Postby DaddyLes » Fri Nov 25, 2016 11:12 am

The occult community is full of excuses. That's one of the reasons I always avoided it, especially online.

I have heard a demonolator (yes, that word means what you think it means) complain that she is having a bad day, because of "bad planets", without a trace of humour or irony in her voice. She would have you believe that, because of the position of the heavenly bodies, she was feeling anxious and sick. I've also seen empaths - more than one - complain that they have trouble with big crowds, because of their psychic abilities. And don't even think of mentioning that "Mercury is in retrograde" bullshit in my presence.

This kind of talk means one of two things:

1. They somehow managed to dial-up their sensitivity to the unseen world without taking any steps whatsoever to learn to control or mitigate said abilities - in which case, they are fucking useless, or;
2. They have emotional issues, and are using their "abilities" (imagine me really obnoxiously punctuating in the air with my fingers here) as an excuse not to deal with them - in which case, they are fucking useless.


A competent magician has a handle on option 1, because he learned to control his abilities as he learned to develop them. Or she. I'm a he, so I say he. Go hide in your safe space if that bothers you. Option 2 is not an issue for said magician for a similar reason. Control. The exercises that help a novice mage still his mind and emotions so he can properly meditate are uncannily similar to the exercises a psychologist will teach an anxiety patient to help them calm their mind and body during a panic attack. There is a reason for this. Both the anxiety sufferer and the budding magician needs to learn to calm themselves on cue, to silence the mental chatter, and to adopt a state of mind that is conducive to the outcome they need. Control.

After a few months of practice, you no longer hold a mental count to measure the in-breath through the nose, the pause, the out-breath through the mouth. You no longer use the trick of occupying your mind with the words of a mantra, or the pause between words to trick your mind into waiting silently. Two slow, even breaths are enough to trigger the habitual response of calm. You continue to breathe, slowly, evenly, and then you forget all about your breathing and the mental stillness, and you get to the work at hand. You may remember a similar trick, if you've ever read Dune. It's a good trick.

It's particularly good if you're sitting on the dirty carpet of a motel room, about to step through a portal into a place where the air stings your skin and burns your lungs. And don't even get me started on what that shit does to your eyes. My first time in the Hell dimension, I spent the whole damn time blinking away tears. I got my first look at a succubus' mesmerisingly jiggly goods through a film of tears. But hey... saw tits.

I digress. You get used to it. It's amazing what you can get used to.
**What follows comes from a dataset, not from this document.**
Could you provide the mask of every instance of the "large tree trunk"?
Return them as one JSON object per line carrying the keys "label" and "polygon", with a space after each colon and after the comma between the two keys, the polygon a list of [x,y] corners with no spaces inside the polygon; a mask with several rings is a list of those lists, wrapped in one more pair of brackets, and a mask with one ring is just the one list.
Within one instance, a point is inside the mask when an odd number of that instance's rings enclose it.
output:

A neopagan will cry actual tears because Mercury is in retrograde, and that's why he has a flat tyre, his spare is bald and he has no cash for a taxi. And is probably too fat to walk very far. Meanwhile, for us, physical pain stops being a major concern after your first couple of resurrections. When you start killing monsters for fun, profit and advancement, it's a given that something bigger than you is going to bite you. Or crush you. Or hurl you into a rock face (there's a story there), or when a Templar starts a friendly conversation, then shoots you in the face anyway (there is also a story there). Deep Callers have a nasty habit of trying to stick their barnacle-encrusted dicks in their victims, too, and they aren't terribly choosy about gender (there is no story here... do not ask how I know this).
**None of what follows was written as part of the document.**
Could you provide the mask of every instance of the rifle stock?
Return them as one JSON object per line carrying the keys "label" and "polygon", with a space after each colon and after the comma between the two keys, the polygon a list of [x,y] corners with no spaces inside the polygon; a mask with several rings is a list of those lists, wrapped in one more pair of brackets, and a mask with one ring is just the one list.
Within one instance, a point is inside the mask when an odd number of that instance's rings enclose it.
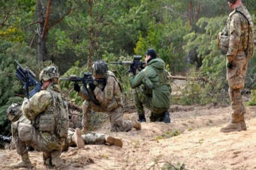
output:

But when the threat of permanent, debilitating and agonising injury is taken off the table, a little short-term pain starts to matter a whole lot less. You are going to be hurt - badly - in the course of your duties. Before long, you start getting all care-factor-zero about it, and start getting hurt very badly in the course of a fun night out, too. It just stops mattering. Just a temporary sensation that will be over soon. As a matter of fact, I know a girl who was once torn in half after I missed a heal (I am a very bad healer) and when her torso hit the ground she groaned, rolled her eyes and gave me the finger, before resurrecting nearby. She doesn't even bother to scream anymore.

I'm digressing again. Two breaths are enough to bring the surface of my mind to stillness. Continuing to breathe, but not really noticing that I am, my muscles automatically begin to relax. I don't feel fatigue anymore, of course, but the weight of concern falls from my shoulders just the same. I am relaxed and alert. My focus is aimed inward, and everything is slowing down. I sink deeper for a moment, allowing myself to switch from alpha to beta, and then the drop to theta. Then the sudden spike to gamma and back, flipping a few times as I align myself with my purpose. I bring myself back up, and my attention switches outward, beginning to expand. Touch. Grimy carpet beneath me. My clothes are pretty filthy, but not a concern right now. My next res will take care of that for me, and there's a good chance I'm going to die soon. Not a concern. The cold exists, but cannot touch me in any meaningful way. Also not a concern. The currents of air in the room around me. Those touching my skin, and those touching the walls. The floor. The ceiling. I ignore the currents of energy, seething in this place, and laden with unearthly gunk. It can touch me in a meaningful way, but there's nothing for it right now, so it is not a concern. Bit by bit, I open up. Notice things. Become aware of them, and maintain that awareness as I expand to become aware of more things. Bit by bit, I allow my mind and senses to encompass all, within the stillness. This is mindfulness. It is also a good trick for what is coming soon.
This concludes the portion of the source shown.